Historically, there has been reluctance, from mainstream IR scholars as well as feminists, to seriously engage with women's agency in warfare. Instead, scholarship has tended to focus on women's activism for peace or to ignore women's agency altogether. Recently, a growing strand of literature has problematised the common representation of women as victims only during conflict, however, most of this literature focuses on a definition of agency linked to political subjectivity, how individuals act. Instead, following Butler's understanding of agency, this book analyses how agency is represented through discourses which produce subjects, not individuals. In other words, the subject position of 'female' in discourses of political violence and the representations of agency held by that subject constitutes the scope for analysis. Perhaps most importantly, whereas most of the existing literature on female agency in political violence tends to focus on narratives, this volume does not distinguish between different forms of representations but instead focuses on visual representations and the use of popular culture as data for analysis.As a result, the empirical cases analysed in this book consist of three 'real' and three fictional cases ( Faye Turney, Lynndie England, Janis Karpinski, Britz, Female Agents and The BaaderBook Meinhof Complex ) in order to emphasise that both types are representations of events and, thus, that both are part of story-telling and how the political is culturally understood.

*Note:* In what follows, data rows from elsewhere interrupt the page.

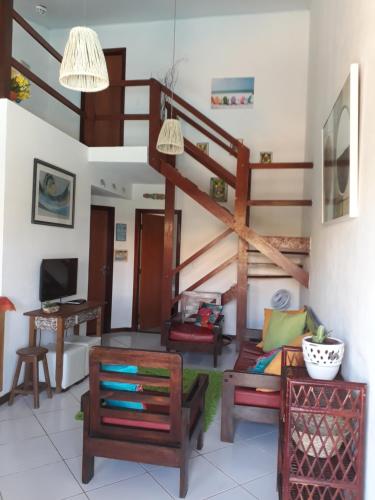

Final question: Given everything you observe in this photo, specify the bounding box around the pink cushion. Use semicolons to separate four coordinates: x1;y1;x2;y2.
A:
234;387;280;409
102;417;171;431
169;323;215;344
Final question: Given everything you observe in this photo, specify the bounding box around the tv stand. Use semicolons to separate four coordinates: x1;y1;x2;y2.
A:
24;301;104;392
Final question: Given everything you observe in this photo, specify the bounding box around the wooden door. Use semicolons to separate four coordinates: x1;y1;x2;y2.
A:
81;48;126;146
87;206;115;335
138;213;164;330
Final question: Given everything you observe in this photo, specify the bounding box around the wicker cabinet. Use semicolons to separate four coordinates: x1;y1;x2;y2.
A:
279;368;366;500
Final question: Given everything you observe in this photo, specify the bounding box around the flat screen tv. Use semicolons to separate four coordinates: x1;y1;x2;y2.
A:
39;259;78;302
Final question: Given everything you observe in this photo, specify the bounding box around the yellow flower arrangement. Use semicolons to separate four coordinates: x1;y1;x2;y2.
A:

By using a poststructuralist feminist perspective and by analysing empirical cases from a Western 'war on terror' cultural context, Ahall seeks to demonstrate that motherhood is not simply a discourse denying women agency in political violence, but also central as to how agency in political violence is enabled. Motherhood and maternalism is 'everywhere' in war stories and, consequently, instrumental in order to understand how representations of female agency in political violence are gendered. This work will be of interest to students and scholars in areas such as gender, political violence and international relations.